De l’autre côté, il y avait aussi tous ceux qui étaient entièrement inconscients de leur rôle. Les joggeurs qui offraient une reconnaissance silencieuse d’un simple hochement de tête lorsque nous nous croisons sur les sentiers. Les marcheurs qui, immanquablement, m’encourageait d’un « vas-y, allez! » alors que je les passais. Les voitures qui klaxonnaient. Les chiens qui jappaient. Les enfants qui saluaient. Les étrangers qui s’arrêtaient pour poser des questions, me féliciter ou partager leurs histoires de course à pied. J’ai chéri chacune de ces interactions triviales parce qu’elles me permettaient de sentir, pour un simple instant, que je n’étais pas seule. J’en ressortais toujours plus rapide, plus légère, et souriante – des manifestations physiques du support d’une communauté. Tous ces gens sont devenus mes coéquipiers : proches contraints et étrangers involontaires. Une équipe plutôt disparate, mais une équipe malgré tout!

Bien entendu, l’entrainement à distance demandait un homologue prêt à coacher à distance. Et pour que cette relation fonctionne, la communication devenait centrale. C’est d’ailleurs le seul aspect de l’agencement de mon entrainement où il n’y avait pas place au silence.

Communiquer avec mon coach était, parfois, semblable à un confessionnal. Aucun silence ne pouvait être aussi lourd et assourdissant que le temps mort à l’autre bout du fil. Le temps ne s’écoulait jamais aussi lentement que lorsque j’attendais sa réponse à mes messages-texte. Sans confirmation visuelle de ce qu’il pourrait penser, mon esprit prompt à l’anxiété assumait le pire. Peu importe qu’il soit des plus compassionnés et d’un énorme soutien en général (et croyez-moi, il l’est vraiment). Je savais précisément lorsque je faisais quelque chose qui n’était pas correct, ou plutôt, quelque chose qui n’était pas parfaitement correct. Et je détestais devoir l’admettre. Alors, pour éviter ce sentiment, je me suis efforcé de devenir une meilleure version de moi-même.

Pour l’observateur moyen, dans cette situation, « meilleure » pourrait se rapprocher « d’ennuyeuse ». La meilleure façon de me responsabiliser à travers tout ça a été de me définir une routine.

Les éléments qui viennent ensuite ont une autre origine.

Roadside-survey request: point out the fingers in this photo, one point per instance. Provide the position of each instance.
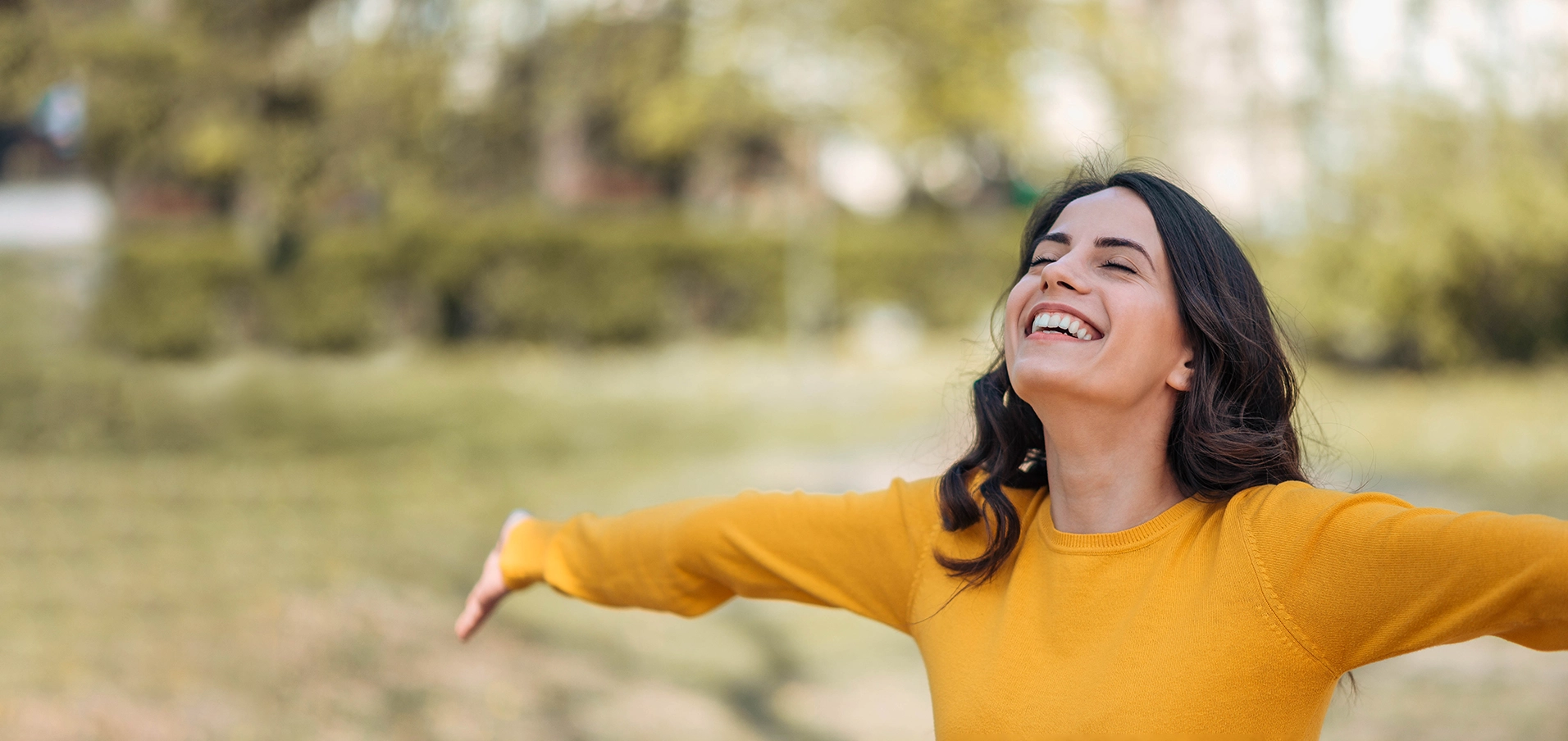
(469, 621)
(486, 593)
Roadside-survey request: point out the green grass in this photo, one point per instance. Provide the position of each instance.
(275, 547)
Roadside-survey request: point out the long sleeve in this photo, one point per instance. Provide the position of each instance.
(1358, 579)
(859, 552)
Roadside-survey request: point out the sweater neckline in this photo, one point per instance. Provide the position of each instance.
(1120, 541)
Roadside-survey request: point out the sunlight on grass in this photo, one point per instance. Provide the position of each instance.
(275, 547)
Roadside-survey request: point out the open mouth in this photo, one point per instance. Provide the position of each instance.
(1065, 325)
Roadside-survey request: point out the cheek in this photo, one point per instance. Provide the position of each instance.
(1015, 306)
(1158, 333)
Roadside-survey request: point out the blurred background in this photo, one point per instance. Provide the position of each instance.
(299, 298)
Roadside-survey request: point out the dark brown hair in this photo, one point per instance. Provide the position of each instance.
(1231, 431)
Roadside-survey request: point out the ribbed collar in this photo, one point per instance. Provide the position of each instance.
(1120, 541)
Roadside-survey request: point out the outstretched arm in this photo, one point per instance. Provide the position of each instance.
(855, 550)
(491, 586)
(1366, 577)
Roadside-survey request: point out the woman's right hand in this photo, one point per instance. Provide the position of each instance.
(491, 586)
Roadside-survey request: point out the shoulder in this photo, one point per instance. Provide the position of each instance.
(1296, 508)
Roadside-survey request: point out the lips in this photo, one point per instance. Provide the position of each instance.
(1062, 320)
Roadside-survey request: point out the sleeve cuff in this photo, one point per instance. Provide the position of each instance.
(522, 552)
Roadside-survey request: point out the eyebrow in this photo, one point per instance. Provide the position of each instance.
(1103, 242)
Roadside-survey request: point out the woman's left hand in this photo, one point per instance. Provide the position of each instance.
(491, 586)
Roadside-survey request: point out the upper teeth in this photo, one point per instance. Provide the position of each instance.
(1065, 323)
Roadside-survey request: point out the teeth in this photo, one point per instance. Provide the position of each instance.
(1062, 321)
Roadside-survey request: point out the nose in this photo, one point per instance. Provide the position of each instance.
(1064, 275)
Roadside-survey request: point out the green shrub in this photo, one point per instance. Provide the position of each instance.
(163, 289)
(328, 298)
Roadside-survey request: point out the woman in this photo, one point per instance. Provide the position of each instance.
(1128, 550)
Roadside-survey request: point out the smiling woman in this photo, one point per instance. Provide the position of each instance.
(1128, 548)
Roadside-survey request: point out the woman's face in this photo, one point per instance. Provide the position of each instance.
(1101, 271)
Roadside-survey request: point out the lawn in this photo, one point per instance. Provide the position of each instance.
(275, 547)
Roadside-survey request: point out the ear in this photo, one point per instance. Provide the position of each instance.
(1181, 375)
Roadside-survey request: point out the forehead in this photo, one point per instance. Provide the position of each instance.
(1112, 211)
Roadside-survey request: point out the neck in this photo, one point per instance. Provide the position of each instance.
(1107, 469)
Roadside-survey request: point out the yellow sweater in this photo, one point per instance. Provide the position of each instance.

Les heures dormies, les repas mangés, mes moments d’entrainement – je m’efforçais de garder ces variables constantes. Le résultat, en toute franchise, était effectivement un certain degré de monotonie. Entrainement, manger, dormir, et on recommence. Mais avec moins de décisions et de distractions sur la table, j’ai réalisé que je devenais plus à même de performer là où je le voulais : dans la course.

Et, objectivement, je cours mieux que je ne l’ai jamais fait. Depuis le début de cette aventure il y a dix mois, j’ai pu atteindre des records personnels autant sur la piste qu’au gym. D’autant plus, j’ai gagné chaque course à laquelle j’ai participée (malgré que la saison ait été raccourcie par la pandémie).

L’entrainement seul n’est toujours pas facile. Le silence est toujours là. Mais j’ai appris à l’apprivoiser. À le laisser me bercer.

Quand j’ai commencé à courir, je n’avais pas d’équipiers. Je n’avais pas de coach, en personne ou à distance. Je n’avais même de course pour laquelle m’entrainer. Je courais simplement pour cette simple joie de courir. L’entrainement n’était pas un moyen pour atteindre une finalité, encore moins une façon d’atteindre un grand objectif quelconque, mais plutôt une expérience en soi. De courir seule me rappelle pourquoi j’avais commencé à courir. C’est comme si le silence mettait tous mes autres sens en éveil. Je me gorge d’air frais, je sens la liberté qui m’entoure.

Éventuellement, ce moment touchera à sa fin. La pandémie se terminera. Le monde guérira de cet épisode. Je serai réunie avec mes coéquipiers. Et lorsque ce temps viendra, nous célébrerons, haut et fort. Mais d’ici là, je serai ici, à Saskatoon, à courir silencieusement vers mes objectifs.